Isaiah 49:5 . . . my God has become my strength

Jeremiah 16:19 O LORD, my strength and my stronghold, . . .

Joel 3:16 But the LORD is . . . a stronghold to the people of Israel.

Nahum 1:7 The LORD is good, a stronghold in the day of trouble; . . .

Habakkuk 3:19 GOD, the Lord, is my strength;

Zechariah 9:12 Return to your stronghold, O prisoners of hope; today I declare that I will restore to you double.

IX. The Lord as a "Refuge": Implying Trust and Faith

2 Samuel 22:31, 33
This God -- his way is perfect; the promise of the LORD proves true; he is a shield for all those who take refuge in him. . . . [33] This God is my strong refuge, and has made my way safe. (cf. 22:3)

Psalm 2:12 . . . Blessed are all who take refuge in him.

Psalm 5:11 But let all who take refuge in thee rejoice, let them ever sing for joy; and do thou defend them, that those who love thy name may exult in thee.

Psalm 7:1 O LORD my God, in thee do I take refuge; save me from all my pursuers, and deliver me, (cf. 11:1; 14:6; 16:1; 18:2; 25:20; 31:19; 34:8, 22; 36:7; 43:2; 46:1, 7, 11; 61:3; 64:10; 71:1, 7; 73:28; 94:22; 118:8-9; 141:8; 142:5; 143:9; 144:2)

Psalm 18:30 This God -- his way is perfect; the promise of the LORD proves true; he is a shield for all those who take refuge in him.

Psalm 28:8 The LORD is the strength of his people, he is the saving refuge of his anointed.

Psalm 31:1-2, 4 In thee, O LORD, do I seek refuge; let me never be put to shame; in thy righteousness deliver me! [2] Incline thy ear to me, rescue me speedily!
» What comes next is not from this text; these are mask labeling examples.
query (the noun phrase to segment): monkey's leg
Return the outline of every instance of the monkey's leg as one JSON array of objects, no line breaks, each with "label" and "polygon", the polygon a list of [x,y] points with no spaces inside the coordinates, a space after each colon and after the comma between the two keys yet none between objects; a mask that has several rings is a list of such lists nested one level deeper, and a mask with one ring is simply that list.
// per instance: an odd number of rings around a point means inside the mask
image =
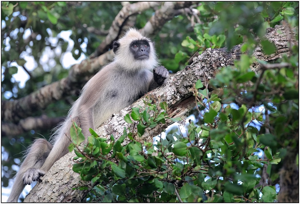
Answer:
[{"label": "monkey's leg", "polygon": [[65,135],[58,138],[40,170],[47,173],[56,162],[69,152],[68,147],[70,144],[70,138]]},{"label": "monkey's leg", "polygon": [[[8,202],[17,202],[19,196],[26,184],[30,184],[32,181],[37,180],[40,176],[44,174],[44,172],[42,171],[34,172],[32,170],[42,167],[52,147],[52,144],[44,139],[38,139],[32,144],[16,175]],[[37,178],[37,173],[39,174]],[[30,179],[31,180],[28,181],[28,176],[30,175],[34,179]]]}]

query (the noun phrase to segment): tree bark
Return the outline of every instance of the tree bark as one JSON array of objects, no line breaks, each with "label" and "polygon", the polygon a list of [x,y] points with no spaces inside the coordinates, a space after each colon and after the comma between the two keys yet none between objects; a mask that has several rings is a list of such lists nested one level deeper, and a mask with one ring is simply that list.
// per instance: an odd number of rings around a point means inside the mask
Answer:
[{"label": "tree bark", "polygon": [[[267,62],[280,58],[284,54],[289,55],[289,41],[287,39],[290,36],[295,35],[284,26],[275,26],[271,30],[265,37],[274,43],[277,51],[276,53],[266,55],[262,52],[260,46],[258,46],[253,54],[258,59]],[[195,99],[192,96],[194,83],[199,79],[204,82],[205,80],[214,78],[218,67],[233,66],[234,60],[240,58],[242,45],[235,46],[229,51],[225,48],[207,49],[201,55],[194,57],[191,64],[176,73],[166,84],[148,95],[157,101],[159,100],[160,101],[166,101],[169,106],[167,113],[170,117],[184,117],[195,105]],[[114,114],[97,128],[96,132],[100,136],[108,139],[110,134],[112,134],[116,140],[122,135],[124,127],[130,127],[132,129],[134,125],[126,123],[124,117],[126,114],[130,114],[132,107],[143,106],[142,99],[144,99],[144,97]],[[172,123],[170,120],[166,121],[165,124],[146,130],[144,135],[140,139],[152,141],[153,136],[158,135],[162,129]],[[124,144],[126,142],[125,140]],[[88,185],[88,189],[80,192],[72,190],[73,188],[82,185],[78,174],[72,170],[73,163],[71,162],[72,158],[75,155],[74,152],[69,153],[56,162],[48,173],[42,178],[42,181],[38,183],[25,198],[24,202],[83,201],[85,195],[92,187]],[[82,197],[78,196],[80,194],[82,195]]]}]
Be thou a rock of refuge for me, a strong fortress to save me! . . . [4] take me out of the net which is hidden for me, for thou art my refuge.
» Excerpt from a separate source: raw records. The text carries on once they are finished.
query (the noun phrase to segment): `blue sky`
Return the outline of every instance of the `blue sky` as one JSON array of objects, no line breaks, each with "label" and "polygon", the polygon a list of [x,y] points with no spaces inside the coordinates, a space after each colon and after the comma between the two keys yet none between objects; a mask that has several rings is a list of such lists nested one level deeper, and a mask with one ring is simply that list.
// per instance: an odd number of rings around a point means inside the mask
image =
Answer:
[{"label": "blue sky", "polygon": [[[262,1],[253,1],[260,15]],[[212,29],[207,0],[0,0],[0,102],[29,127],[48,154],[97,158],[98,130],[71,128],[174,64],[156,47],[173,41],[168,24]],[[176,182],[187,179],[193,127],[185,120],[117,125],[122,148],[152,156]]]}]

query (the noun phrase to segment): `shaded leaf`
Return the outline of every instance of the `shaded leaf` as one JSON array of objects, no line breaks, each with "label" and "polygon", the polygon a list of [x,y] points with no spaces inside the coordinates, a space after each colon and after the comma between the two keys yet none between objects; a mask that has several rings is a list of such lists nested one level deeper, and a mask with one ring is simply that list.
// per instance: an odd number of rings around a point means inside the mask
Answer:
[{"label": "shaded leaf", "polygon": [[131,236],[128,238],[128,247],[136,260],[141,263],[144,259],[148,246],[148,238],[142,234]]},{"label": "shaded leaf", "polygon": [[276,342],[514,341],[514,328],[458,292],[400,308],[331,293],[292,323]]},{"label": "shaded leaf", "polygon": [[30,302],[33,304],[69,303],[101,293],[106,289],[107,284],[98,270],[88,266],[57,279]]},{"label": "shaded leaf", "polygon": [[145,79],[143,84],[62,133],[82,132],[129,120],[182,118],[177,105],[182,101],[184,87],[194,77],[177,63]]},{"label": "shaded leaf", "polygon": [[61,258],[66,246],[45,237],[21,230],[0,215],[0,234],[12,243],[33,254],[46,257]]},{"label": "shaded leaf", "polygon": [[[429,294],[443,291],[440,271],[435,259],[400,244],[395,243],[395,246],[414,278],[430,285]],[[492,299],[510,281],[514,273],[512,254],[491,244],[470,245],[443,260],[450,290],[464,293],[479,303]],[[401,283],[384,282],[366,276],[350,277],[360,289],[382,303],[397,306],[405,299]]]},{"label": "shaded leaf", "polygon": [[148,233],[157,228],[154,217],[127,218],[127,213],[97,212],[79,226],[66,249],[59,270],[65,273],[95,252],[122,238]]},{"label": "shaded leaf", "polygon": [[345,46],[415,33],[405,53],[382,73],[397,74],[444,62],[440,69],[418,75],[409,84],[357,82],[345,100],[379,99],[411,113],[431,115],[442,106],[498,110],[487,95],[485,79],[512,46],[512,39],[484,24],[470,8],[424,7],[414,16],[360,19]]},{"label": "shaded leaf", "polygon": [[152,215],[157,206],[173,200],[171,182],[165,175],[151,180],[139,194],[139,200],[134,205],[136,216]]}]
Psalm 37:39-40 The salvation of the righteous is from the LORD; he is their refuge in the time of trouble. [40] The LORD helps them and delivers them; he delivers them from the wicked, and saves them, because they take refuge in him.

Psalm 57:1 Be merciful to me, O God, be merciful to me, for in thee my soul takes refuge; in the shadow of thy wings I will take refuge, till the storms of destruction pass by.
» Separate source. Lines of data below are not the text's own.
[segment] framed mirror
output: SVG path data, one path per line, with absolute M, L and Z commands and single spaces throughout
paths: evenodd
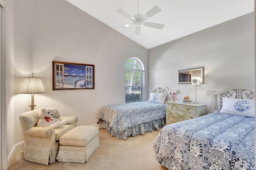
M 178 84 L 191 84 L 191 77 L 200 76 L 200 84 L 204 84 L 204 67 L 200 67 L 178 70 L 177 79 Z

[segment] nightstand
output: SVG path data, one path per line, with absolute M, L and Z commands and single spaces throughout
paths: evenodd
M 206 114 L 206 104 L 166 102 L 166 124 L 194 119 Z

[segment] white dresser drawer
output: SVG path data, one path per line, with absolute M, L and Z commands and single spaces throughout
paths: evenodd
M 206 114 L 206 105 L 203 104 L 182 104 L 166 102 L 166 125 L 205 115 Z
M 166 124 L 196 117 L 196 114 L 166 109 Z

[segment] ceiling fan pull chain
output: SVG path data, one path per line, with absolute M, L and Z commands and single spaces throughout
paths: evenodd
M 138 14 L 139 14 L 139 0 L 138 0 Z

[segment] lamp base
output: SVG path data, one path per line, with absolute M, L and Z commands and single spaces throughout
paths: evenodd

Psalm 59:16 . . . For thou hast been to me a fortress and a refuge in the day of my distress.

Psalm 62:7 On God rests my deliverance and my honor; my mighty rock, my refuge is God.

Psalm 71:3 Be thou to me a rock of refuge, a strong fortress, to save me, for thou art my rock and my fortress.

Psalm 91:4, 9 he will cover you with his pinions, and under his wings you will find refuge; his faithfulness is a shield and buckler. . . . [9] Because you have made the LORD your refuge, the Most High your habitation,

Proverbs 30:5 Every word of God proves true; he is a shield to those who take refuge in him.

Isaiah 57:13 . . . But he who takes refuge in me shall possess the land, and shall inherit my holy mountain.

Jeremiah 16:19 O LORD, my strength and my stronghold, my refuge in the day of trouble, . . . (cf. 17:17; Joel 3:16; Nah 1:7; Zeph 3:12)

X. Absence of Fear as an Aspect of Faith and Trust in God

Exodus 20:20 And Moses said to the people, "Do not fear; for God has come to prove you, and that the fear of him may be before your eyes, that you may not sin."

Numbers 14:19 . . . the LORD is with us; do not fear them."

Deuteronomy 1:21 Behold, the LORD your God has set the land before you; go up, take possession, as the LORD, the God of your fathers, has told you; do not fear or be dismayed.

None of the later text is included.